Early on Wednesday last week, the company became aware that an “unauthorized intruder” had disrupted access to its internal systems, Tyler said.
But Tyler said any product it has that is used in the presentation of election data was not impacted in the attack.
“Upon discovery and out of an abundance of caution, we shut down points of access to external systems and immediately began investigating and remediating the problem,” the business said. “That same morning, we engaged outside IT security and forensics experts to conduct a detailed review and help us securely restore affected equipment. We have implemented targeted monitoring to supplement the monitoring systems we already had in place, and we have notified law enforcement.”
Tyler said also it has confirmed that the malicious software the intruder used was ransomware. “Because this is an active investigation, we will not provide any additional specifics relating to our incident response or our investigation at this time.”

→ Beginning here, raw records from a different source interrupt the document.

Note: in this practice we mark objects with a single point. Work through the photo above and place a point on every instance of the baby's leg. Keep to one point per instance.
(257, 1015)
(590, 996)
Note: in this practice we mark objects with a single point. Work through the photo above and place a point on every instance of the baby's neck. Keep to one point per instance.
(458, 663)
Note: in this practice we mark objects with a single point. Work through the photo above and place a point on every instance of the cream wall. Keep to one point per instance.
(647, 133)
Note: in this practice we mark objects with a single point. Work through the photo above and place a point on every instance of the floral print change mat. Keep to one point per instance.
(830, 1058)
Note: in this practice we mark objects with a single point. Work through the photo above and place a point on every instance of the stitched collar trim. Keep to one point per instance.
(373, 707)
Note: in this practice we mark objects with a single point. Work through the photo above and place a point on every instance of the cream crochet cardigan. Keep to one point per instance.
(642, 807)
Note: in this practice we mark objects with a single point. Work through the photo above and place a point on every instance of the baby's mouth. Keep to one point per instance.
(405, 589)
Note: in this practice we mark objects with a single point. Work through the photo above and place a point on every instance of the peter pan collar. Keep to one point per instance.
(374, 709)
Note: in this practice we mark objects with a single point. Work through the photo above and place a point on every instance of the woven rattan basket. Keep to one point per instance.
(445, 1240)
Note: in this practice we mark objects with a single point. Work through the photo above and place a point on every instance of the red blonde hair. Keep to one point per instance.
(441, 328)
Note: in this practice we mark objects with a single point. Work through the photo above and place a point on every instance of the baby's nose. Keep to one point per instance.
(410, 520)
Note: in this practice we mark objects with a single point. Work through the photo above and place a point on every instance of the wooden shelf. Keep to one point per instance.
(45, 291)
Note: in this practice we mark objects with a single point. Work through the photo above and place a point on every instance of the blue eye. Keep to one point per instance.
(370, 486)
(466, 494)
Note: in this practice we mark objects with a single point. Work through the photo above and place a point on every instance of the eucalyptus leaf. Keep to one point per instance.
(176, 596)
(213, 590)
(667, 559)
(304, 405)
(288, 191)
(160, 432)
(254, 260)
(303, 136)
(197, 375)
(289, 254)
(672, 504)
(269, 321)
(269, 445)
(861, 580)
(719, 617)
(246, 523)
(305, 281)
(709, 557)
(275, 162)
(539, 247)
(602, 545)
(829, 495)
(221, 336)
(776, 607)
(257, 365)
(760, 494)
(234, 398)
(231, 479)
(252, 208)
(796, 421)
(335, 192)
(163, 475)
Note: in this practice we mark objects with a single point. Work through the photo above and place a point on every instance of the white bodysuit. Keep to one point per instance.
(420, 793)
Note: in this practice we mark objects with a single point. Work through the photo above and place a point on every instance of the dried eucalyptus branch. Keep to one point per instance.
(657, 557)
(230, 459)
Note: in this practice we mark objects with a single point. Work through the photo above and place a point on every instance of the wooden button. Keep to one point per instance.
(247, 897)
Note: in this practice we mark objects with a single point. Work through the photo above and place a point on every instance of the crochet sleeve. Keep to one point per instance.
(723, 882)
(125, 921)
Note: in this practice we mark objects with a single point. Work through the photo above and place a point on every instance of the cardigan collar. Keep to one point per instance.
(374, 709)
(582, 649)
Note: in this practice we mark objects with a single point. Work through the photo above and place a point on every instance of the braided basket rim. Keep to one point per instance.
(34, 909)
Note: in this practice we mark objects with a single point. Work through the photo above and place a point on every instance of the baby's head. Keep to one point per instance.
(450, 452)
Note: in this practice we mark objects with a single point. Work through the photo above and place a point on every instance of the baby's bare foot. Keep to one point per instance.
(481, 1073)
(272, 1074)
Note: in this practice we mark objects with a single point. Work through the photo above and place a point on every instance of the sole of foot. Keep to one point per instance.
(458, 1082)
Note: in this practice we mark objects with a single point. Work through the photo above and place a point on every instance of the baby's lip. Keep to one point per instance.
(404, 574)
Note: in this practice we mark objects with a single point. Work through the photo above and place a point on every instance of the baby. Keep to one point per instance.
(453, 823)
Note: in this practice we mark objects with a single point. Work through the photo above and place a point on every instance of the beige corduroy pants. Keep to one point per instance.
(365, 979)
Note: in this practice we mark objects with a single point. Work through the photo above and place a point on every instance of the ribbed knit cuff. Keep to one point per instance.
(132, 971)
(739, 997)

Tyler said further that “all information available to us continues to indicate that this incident was directed at Tyler’s internal corporate environment and not the separate environment where we host client systems.”

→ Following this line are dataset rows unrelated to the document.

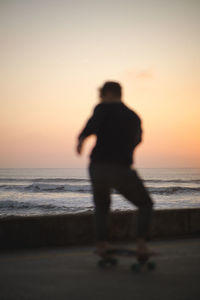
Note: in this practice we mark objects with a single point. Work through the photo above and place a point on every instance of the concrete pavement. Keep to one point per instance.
(71, 273)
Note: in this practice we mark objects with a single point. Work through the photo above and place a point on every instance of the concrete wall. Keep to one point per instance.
(78, 229)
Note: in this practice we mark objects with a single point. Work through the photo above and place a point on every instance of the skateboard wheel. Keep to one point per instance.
(113, 261)
(135, 268)
(151, 266)
(103, 263)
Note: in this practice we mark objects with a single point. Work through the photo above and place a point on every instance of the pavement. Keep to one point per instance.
(71, 273)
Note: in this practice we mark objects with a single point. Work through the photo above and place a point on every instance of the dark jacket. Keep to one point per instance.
(118, 131)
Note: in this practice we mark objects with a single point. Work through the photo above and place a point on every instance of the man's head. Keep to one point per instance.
(110, 92)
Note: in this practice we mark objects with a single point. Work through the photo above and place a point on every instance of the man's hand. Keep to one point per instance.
(79, 146)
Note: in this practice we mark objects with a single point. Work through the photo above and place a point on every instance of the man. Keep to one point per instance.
(118, 132)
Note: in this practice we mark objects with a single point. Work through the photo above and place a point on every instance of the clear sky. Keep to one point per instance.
(55, 54)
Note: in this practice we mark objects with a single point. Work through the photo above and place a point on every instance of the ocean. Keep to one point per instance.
(26, 192)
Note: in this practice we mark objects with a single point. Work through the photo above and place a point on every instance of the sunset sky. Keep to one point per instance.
(55, 55)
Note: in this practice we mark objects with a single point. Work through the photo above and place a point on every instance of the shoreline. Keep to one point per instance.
(18, 232)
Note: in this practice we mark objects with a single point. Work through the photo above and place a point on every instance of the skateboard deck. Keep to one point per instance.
(109, 259)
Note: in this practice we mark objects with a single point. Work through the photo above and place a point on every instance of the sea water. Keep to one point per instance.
(58, 191)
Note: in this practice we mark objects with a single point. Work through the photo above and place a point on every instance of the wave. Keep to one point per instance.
(171, 190)
(57, 179)
(75, 180)
(172, 181)
(53, 188)
(9, 204)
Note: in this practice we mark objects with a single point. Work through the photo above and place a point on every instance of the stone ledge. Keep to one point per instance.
(78, 229)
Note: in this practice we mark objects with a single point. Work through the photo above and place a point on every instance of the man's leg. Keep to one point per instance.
(131, 187)
(101, 198)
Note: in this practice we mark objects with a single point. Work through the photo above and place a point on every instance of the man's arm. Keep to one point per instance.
(91, 127)
(138, 136)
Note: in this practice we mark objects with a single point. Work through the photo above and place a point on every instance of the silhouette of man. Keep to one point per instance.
(118, 132)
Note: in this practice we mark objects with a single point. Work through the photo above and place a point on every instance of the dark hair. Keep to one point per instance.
(111, 86)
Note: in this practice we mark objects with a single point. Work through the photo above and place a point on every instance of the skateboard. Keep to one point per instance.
(109, 259)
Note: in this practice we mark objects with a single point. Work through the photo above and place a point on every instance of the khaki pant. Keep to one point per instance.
(104, 177)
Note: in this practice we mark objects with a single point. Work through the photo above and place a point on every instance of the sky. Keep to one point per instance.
(56, 54)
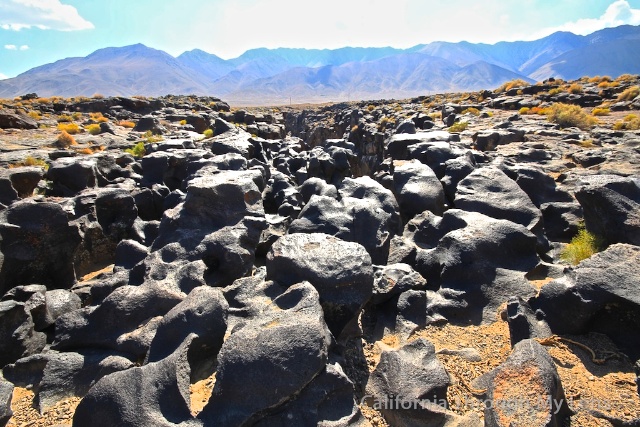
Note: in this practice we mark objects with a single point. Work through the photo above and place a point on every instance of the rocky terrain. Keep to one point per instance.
(460, 259)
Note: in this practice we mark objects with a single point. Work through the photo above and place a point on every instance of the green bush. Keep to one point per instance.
(93, 129)
(629, 94)
(70, 128)
(630, 122)
(138, 150)
(582, 246)
(458, 127)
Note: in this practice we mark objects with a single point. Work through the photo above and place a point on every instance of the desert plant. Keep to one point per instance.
(575, 88)
(65, 139)
(30, 161)
(471, 110)
(35, 115)
(149, 137)
(630, 122)
(64, 118)
(137, 150)
(126, 124)
(98, 117)
(629, 94)
(458, 127)
(582, 246)
(385, 122)
(85, 150)
(511, 84)
(567, 115)
(541, 111)
(93, 129)
(626, 78)
(70, 128)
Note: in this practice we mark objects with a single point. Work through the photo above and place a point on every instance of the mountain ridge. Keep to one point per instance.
(274, 75)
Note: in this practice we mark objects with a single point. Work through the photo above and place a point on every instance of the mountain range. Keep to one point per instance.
(277, 76)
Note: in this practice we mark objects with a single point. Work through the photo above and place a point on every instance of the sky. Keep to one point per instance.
(37, 32)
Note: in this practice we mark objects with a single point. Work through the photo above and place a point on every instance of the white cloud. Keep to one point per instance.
(44, 14)
(618, 13)
(14, 47)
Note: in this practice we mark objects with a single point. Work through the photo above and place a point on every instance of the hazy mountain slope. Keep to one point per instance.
(346, 73)
(482, 75)
(207, 64)
(612, 59)
(520, 57)
(404, 75)
(130, 70)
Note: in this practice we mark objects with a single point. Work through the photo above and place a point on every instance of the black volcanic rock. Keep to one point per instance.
(38, 245)
(611, 206)
(340, 271)
(10, 120)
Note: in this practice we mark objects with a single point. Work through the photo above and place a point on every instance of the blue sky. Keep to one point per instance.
(36, 32)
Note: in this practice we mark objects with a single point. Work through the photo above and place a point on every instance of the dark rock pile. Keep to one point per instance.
(262, 255)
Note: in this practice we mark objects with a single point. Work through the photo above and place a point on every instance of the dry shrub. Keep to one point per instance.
(65, 140)
(567, 115)
(126, 124)
(511, 84)
(575, 89)
(70, 128)
(629, 94)
(93, 129)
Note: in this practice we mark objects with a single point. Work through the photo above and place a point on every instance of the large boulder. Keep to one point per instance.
(417, 189)
(18, 183)
(397, 147)
(272, 357)
(125, 321)
(203, 313)
(156, 394)
(611, 206)
(366, 213)
(600, 295)
(524, 390)
(6, 394)
(327, 400)
(9, 120)
(478, 263)
(409, 387)
(55, 376)
(38, 245)
(212, 236)
(491, 192)
(70, 175)
(17, 335)
(116, 212)
(340, 271)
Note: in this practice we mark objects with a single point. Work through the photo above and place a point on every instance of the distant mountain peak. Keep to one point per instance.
(263, 74)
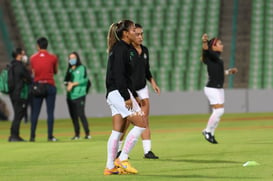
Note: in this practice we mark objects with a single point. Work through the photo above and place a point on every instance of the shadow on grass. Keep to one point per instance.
(203, 176)
(200, 161)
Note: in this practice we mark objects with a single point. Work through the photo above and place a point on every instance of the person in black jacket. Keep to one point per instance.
(141, 73)
(121, 97)
(19, 94)
(214, 91)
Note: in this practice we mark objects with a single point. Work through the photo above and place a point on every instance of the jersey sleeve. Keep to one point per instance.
(213, 56)
(80, 76)
(119, 71)
(148, 73)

In early 2019, publicly traded Tyler announced an expansion at its Moraine operation, adding 200 new employees, with an additional 45,000 square feet of space, bringing the total square footage used in the building off Dryden Road to 85,000.
The local growth was focused on Tyler’s Appraisal & Tax Division, which is based in Moraine.
Questions were sent to a representative of the company.
Jan Kelly, director of the Montgomery County Board of Elections, said her board does not rely on Tyler Technologies for elections services.
The New York Times, in a story over the weekend, noted that Russian operators are behind many ransomware attacks.
“With only 37 days before the election, federal investigators still do not have a clear picture of whether the ransomware attacks clobbering American networks are purely criminal acts, seeking a quick payday, or Trojan horses for more nefarious Russian interference," the Times said.
Tyler provides software and services to governments for tracking land records, human resources actions, tax and invoice collections and more.
Local governments also use Tyler platforms to post election information online, but the company has said data for that software is hosted on Amazon Web Services, not on the network that was attacked.
“Tyler’s Socrata product is a SaaS data platform that is hosted offsite on AWS (Amazon Web Services), not on Tyler’s internal network that was impacted,” Tyler said on its web site Monday. “We have never had a report that a bad actor has used our Socrata platform to display incorrect or misleading election results, polling locations, campaign finance information, or other civic data.”